Performance is not everything

Tristam MacDonald swiftcoder at gmail.com
Fri Aug 17 08:33:08 PDT 2007


In general, Sisal is no longer-winded than C. However, it isn't a C like 
language, though trivial examples show some similarities. It is a 
functional language, and one based on mathematical process (perhaps most 
similar to Erlang), and while more advanced than the C-family in 
expressiveness, correctness and parallelism, C programmers seem to have 
a lot of trouble transitioning to these sorts of languages (hell, even 
Scheme seems to be a stretch for many).

Deewiant wrote:
> Henrik wrote:
>> I found this article on wikipedia today: http://en.wikipedia.org/wiki/SISAL
>>
>> "SISAL (Streams and Iteration in a Single Assignment Language) is a
>> general-purpose single assignment functional programming language with strict
>> semantics, implicit parallelism, and efficient array handling."
>>
>> On top of automatic parallelism and whatnot, the article claims that it
>> outperforms C. Sounds great!
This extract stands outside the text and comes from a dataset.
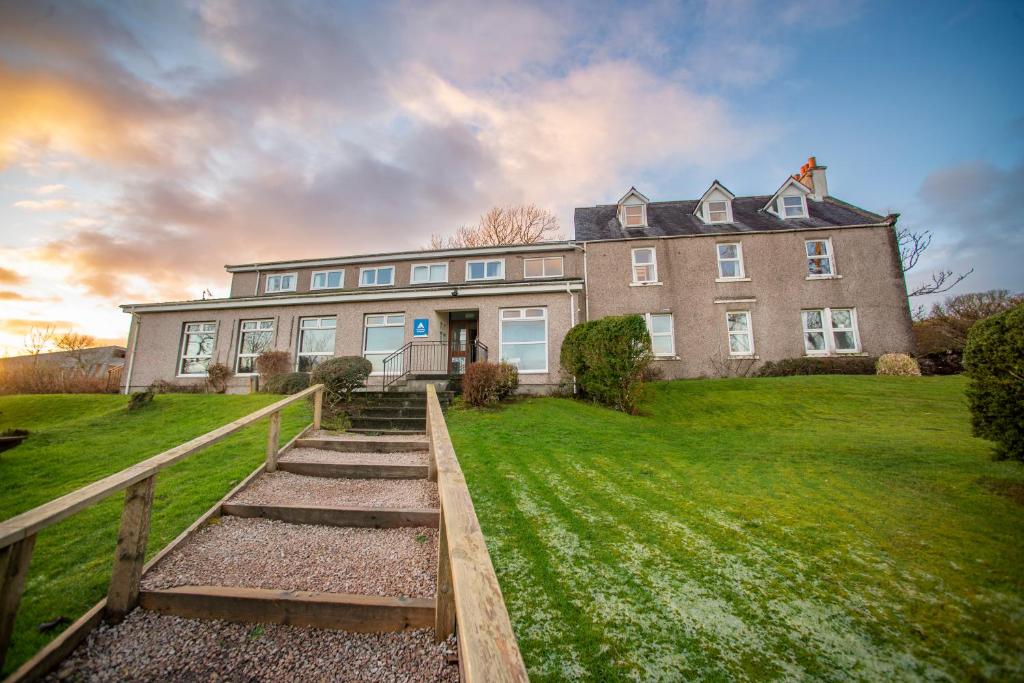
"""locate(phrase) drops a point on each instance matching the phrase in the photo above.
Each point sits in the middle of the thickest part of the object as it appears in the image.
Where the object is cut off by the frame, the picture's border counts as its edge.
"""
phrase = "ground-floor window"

So is this the Next Big Language(tm)? Nope. It's
>> been around since 1986.
>>
>> It reminded me that performance must only be a small part of whether a
>> language is widely adopted or not. So what determines whether people start
>> using a language? Is it only a matter of inertia, tradition, habit and prior
>> investments? Or are there more complex considerations to be taken into
>> considerations?
>>
>> Why haven't we been writing applications and games in SISAL the last 21
>> years? In ten years, will people look back at D and ask themselves the same
>> thing or is D:s future different? If so, why?
> 
> Here's one possible reason: http://hackety.org/2007/08/15/oneLinersAreCrucial.html
> 
> I don't know SISAL, but I doubt you can be productive with it within an hour (or
> 15 minutes, as suggested). With scripting languages like Python or Ruby, you can.
> 
> I'd say that with D, it's the case only if you already know C or C++, maybe also
> Java. D isn't a very beginner-oriented language.